Travel to Kovalam Beach

Woke up around 6:30, well before my alarm went off, turned on the geyser (geezer in local parlance) and lounged in bed for another hour. Finished the Use of Weapons, then took as long of a nice hot shower as the geezer allowed. Unfortunately, I knew it wouldn’t run long enough to shave, so the beard stayed. Ugh. Started malaria prophylactics. insert Sir Mix-a-Lot’s “ugh double ‘ugh’ ugh ugh”. Had a couple cups of tea upstairs at Nick’s, ran into Catherine one last time, and then hired a taxi back to the airport. The driver’s name was Lucky, and we had a nice conversation down the hill. He was hoping to buy a car next month, rather than having to rent/pay someone else for the use of the car he was driving. Among other things, we talked ut local traffic laws both in Himachal Pradesh and California, and I mentioned it was something like a $200 fine for not wearing your seat belt. He looked at my shocked and said that was like two months salary for him.

At the airport, waiting the flight, the whole place lost power for about ten seconds before things had way clicked back on. Interesting.

Walking out to the plane on the Tarmac, it struck me how very different it felt than the last time I was here. Anxious, nervous, unsure how I was going to find my destination, unsure about the week ahead. Coming back couldn’t have contrasted more. I wonder how much of that was having at least a rough plan, and how much was having data, having the knowledge that I could look up whatever info I could need. Maybe it’s just that my next step is to go lay on a beach and get a massage, rather than do something I hope I’m prepared for up in the mountains.

We arrived in Delhi with just under enough time to comfortably leave the airport, check out a coffee house, and return, so after making it through security (having my boarding pass reviewed or stamped on no less than five occasions, all for things that no one seemed to care about) I began rereading Use of Weapons and wandered. Saw a single ladder being carried by four people, with a fifth to supervise. Walked to the end of Terminal 3 by gate 26B, and saw an airport employee with an oversized butterfly net hanging out. Hmmm. Not far past him, at the end of the terminal where the class walls come to an overhung point, pigeon feathers littered the ground. Walking back, I even saw one flying down the terminal like it was no big deal.

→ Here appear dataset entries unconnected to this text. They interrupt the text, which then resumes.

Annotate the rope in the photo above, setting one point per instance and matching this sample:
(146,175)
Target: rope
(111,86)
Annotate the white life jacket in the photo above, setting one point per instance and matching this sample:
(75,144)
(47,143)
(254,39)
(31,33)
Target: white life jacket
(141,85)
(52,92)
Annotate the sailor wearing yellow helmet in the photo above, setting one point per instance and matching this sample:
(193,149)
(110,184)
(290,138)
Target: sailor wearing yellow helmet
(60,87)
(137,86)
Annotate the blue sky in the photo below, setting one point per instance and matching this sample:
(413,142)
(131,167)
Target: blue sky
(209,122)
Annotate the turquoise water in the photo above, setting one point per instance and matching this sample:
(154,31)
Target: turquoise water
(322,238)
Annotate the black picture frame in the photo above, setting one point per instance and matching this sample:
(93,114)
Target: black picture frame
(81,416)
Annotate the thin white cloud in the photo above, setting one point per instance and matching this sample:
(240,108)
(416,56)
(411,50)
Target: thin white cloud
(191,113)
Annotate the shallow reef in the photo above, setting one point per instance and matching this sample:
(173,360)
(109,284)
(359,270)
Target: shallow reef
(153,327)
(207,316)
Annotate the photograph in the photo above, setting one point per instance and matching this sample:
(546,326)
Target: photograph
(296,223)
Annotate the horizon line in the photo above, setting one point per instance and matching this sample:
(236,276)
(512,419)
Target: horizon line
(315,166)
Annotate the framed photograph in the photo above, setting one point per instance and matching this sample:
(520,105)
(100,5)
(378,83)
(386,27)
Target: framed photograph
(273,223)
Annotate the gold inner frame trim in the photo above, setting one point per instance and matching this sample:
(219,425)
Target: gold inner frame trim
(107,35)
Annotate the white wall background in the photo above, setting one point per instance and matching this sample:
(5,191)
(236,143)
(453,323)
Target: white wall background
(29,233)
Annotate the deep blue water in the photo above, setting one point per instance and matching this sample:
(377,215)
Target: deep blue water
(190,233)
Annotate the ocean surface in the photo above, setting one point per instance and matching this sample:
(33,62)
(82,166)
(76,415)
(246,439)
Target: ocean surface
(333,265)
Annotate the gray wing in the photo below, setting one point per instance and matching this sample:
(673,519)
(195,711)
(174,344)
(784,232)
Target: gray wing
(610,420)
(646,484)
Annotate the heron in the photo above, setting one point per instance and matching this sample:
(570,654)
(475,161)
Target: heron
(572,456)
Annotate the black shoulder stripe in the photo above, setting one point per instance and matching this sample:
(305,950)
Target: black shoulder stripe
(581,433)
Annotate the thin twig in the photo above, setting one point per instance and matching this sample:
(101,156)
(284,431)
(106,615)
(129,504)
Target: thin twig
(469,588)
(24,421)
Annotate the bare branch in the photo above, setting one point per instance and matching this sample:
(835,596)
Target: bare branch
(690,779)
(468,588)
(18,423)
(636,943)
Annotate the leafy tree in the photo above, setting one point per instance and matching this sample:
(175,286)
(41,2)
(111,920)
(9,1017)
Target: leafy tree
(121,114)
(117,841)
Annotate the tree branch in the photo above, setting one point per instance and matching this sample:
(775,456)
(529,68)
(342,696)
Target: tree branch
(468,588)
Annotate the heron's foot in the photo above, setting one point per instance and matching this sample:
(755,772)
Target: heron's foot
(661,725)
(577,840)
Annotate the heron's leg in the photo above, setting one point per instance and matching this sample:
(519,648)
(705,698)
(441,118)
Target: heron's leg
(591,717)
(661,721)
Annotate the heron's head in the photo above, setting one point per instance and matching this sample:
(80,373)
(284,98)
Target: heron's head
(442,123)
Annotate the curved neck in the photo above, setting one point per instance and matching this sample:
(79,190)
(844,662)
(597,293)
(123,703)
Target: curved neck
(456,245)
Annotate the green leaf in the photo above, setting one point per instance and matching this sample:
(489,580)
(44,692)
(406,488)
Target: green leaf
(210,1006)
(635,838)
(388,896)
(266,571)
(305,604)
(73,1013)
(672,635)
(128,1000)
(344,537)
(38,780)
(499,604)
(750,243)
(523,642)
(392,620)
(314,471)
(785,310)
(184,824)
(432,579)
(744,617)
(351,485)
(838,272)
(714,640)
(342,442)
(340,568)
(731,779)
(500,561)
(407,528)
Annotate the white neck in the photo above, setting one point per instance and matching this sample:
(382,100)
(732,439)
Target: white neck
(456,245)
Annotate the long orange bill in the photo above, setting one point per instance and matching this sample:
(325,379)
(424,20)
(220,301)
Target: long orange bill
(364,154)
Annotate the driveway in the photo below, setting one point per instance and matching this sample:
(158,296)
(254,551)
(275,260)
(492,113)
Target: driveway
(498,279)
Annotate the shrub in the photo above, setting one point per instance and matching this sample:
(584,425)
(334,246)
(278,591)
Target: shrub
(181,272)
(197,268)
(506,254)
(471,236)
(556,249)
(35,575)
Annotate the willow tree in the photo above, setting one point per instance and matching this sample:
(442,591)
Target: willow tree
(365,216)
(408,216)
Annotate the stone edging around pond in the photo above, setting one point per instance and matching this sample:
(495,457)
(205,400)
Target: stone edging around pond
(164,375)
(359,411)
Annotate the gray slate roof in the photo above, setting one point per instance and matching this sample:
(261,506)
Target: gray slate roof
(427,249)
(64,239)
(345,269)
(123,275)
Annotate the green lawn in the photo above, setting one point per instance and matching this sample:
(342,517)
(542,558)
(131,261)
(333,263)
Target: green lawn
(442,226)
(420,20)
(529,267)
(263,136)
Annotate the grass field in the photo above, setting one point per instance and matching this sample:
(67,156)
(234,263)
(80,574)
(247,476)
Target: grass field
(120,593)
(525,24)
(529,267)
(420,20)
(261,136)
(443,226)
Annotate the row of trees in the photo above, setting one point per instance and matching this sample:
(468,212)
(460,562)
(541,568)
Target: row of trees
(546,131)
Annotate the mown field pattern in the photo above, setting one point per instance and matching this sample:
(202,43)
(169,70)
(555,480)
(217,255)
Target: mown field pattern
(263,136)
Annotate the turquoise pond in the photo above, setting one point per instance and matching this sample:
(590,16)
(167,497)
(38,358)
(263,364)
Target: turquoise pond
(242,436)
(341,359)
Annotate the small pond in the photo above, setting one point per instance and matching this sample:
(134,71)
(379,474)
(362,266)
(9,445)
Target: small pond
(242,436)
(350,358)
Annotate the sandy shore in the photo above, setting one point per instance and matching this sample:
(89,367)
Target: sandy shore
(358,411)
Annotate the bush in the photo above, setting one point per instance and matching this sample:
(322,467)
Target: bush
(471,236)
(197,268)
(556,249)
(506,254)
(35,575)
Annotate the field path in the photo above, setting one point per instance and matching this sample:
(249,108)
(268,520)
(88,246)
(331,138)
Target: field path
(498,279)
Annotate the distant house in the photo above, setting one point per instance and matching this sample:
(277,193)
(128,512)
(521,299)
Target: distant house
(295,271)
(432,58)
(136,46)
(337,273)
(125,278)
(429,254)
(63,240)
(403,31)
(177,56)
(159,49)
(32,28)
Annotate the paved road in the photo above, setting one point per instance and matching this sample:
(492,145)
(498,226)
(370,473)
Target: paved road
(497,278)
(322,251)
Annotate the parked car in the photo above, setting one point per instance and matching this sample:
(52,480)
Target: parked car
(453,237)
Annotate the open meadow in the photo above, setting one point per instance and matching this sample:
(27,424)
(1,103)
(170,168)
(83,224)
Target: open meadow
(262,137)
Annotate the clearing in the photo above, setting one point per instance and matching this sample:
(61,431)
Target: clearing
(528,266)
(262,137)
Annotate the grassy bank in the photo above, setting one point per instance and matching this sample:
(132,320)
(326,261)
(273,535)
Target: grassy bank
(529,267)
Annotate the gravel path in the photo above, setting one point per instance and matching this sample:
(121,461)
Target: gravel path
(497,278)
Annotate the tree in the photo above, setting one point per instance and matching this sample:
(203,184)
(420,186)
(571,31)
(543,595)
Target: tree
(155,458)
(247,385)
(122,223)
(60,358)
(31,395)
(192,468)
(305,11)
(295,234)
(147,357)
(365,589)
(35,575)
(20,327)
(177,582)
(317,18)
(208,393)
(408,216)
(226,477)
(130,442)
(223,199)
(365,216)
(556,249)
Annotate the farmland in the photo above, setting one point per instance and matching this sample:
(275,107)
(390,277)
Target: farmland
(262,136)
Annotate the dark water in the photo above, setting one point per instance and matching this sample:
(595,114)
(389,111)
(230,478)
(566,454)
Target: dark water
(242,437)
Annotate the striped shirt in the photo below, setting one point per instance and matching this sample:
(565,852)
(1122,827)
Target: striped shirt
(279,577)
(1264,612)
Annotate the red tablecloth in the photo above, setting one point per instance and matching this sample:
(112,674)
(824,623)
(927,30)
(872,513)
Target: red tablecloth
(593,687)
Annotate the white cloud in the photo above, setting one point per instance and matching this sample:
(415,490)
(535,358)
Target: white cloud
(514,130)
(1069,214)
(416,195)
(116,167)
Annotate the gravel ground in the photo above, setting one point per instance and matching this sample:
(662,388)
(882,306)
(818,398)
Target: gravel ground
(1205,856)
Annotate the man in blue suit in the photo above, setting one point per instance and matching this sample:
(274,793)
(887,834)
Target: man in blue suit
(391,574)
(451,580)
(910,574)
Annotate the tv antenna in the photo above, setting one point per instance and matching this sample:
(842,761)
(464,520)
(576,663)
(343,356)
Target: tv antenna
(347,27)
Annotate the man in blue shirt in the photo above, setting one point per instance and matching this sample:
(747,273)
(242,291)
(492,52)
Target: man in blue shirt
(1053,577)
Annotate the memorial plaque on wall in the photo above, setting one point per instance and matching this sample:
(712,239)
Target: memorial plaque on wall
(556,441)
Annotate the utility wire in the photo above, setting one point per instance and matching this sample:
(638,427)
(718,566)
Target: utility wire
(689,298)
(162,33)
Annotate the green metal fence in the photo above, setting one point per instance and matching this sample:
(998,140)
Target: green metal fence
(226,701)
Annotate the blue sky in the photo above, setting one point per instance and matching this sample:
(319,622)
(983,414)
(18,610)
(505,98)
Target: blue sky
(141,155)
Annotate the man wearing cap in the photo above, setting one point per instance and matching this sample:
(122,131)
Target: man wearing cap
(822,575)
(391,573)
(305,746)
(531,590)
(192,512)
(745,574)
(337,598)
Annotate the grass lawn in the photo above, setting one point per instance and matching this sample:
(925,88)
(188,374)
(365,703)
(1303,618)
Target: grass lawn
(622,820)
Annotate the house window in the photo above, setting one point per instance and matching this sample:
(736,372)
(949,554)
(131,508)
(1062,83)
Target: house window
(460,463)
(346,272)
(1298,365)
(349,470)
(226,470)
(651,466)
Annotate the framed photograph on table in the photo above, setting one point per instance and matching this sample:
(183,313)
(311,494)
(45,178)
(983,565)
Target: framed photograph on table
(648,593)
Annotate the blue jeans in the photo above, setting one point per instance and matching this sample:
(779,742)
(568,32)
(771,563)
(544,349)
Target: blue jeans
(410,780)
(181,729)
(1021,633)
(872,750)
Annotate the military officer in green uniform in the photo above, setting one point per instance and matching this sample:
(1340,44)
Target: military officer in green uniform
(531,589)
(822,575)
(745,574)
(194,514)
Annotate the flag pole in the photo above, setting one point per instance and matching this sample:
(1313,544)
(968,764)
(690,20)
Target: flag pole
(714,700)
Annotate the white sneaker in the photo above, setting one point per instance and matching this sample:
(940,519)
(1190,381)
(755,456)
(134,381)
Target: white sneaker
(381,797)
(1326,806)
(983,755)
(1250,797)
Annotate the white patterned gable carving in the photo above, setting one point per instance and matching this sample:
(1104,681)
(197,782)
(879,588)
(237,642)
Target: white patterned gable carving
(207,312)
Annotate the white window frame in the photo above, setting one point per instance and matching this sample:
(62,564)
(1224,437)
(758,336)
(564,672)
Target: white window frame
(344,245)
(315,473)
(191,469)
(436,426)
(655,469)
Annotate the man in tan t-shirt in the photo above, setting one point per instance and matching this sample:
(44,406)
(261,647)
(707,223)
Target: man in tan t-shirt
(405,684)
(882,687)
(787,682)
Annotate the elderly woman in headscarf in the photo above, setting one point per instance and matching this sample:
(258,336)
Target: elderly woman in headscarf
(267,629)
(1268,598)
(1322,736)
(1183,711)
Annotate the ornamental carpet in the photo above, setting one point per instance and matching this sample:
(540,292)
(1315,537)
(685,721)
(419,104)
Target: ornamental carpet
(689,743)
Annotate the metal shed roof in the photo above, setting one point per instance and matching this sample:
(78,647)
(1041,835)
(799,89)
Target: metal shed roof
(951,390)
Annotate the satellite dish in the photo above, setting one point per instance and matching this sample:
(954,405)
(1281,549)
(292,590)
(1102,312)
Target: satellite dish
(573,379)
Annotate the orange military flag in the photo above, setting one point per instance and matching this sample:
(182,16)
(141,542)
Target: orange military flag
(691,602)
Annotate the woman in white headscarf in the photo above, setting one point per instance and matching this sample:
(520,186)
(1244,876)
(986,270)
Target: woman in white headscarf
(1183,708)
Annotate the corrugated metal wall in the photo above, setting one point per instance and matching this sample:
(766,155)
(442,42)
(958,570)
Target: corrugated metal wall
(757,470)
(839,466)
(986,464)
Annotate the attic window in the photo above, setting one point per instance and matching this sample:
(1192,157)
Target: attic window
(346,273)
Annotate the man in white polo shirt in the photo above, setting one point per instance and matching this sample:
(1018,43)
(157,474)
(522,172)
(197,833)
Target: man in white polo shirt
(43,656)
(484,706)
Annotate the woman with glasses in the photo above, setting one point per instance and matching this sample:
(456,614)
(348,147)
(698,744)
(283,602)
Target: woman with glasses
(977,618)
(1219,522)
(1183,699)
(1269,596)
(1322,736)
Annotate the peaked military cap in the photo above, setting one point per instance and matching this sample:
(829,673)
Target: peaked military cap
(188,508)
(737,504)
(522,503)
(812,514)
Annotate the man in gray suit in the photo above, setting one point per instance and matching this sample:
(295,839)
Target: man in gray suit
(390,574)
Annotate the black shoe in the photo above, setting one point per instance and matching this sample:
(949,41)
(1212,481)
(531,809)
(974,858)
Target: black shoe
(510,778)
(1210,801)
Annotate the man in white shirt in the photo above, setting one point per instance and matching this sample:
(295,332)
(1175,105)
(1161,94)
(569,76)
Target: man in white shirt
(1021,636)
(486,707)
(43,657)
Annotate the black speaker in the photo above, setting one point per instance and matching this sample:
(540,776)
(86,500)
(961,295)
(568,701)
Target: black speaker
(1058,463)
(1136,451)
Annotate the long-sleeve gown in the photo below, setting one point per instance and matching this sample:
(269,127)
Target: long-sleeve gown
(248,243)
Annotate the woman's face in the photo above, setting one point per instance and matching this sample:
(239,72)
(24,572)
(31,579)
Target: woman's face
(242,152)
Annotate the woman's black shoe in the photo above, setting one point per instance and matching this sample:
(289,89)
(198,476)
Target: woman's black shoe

Unrelatedly, I’ve decided I’m not a fan of Delhi.

Something that occurred to me: so much of India’s pop culture is about attraction between men and women (not to say the US is any different) but arranged marriages are still common, at least outside the metro areas. Hmmmmm.

##later After reaching TRV (whose name I’m still hopelessly unable to pronounce), I got out of the airport and met the driver outside. I realized that if I was somehow unable to meet him (or her), I was kind of a pickle. Bethany was likely passed out, I had no idea the name of the hotel I was staying at, where exactly it was, who I was supposed to meet…really any details. Whatever. It was 80 degrees and swampy. I could literally spend the night nearly anywhere and be fine. Luckily though, a man holding a sign that said Mr. Matt Sugihara was out front. We exchanged pleasantries, then took a 20 minute drive to the hotel. Checked in, and the bell hop was exceedingly eager to take my bag. Unfortunately so. I figured he was working for a tip, but when we got to my room, he dropped my bag and promptly disappeared.

Bethany and I were both stoked to see a familiar face. We spent the next hour trading highlights while I got ready for bed, then we passed out around one.

At three, the same bellhop burst into our room, saying “wake up wake up wake up” turned on the lights, and then, once he saw he had out attention kept repeated “luggage”. Really? I tried to figure out what he was after, but Bethany had the right idea. “First off turn off the light!” Which he did, then when I got up in only my underwear to try to figure out what he wanted, she just shouted “Leave! Get out,” which he understood.

We promptly deadbolted the door and passed back out.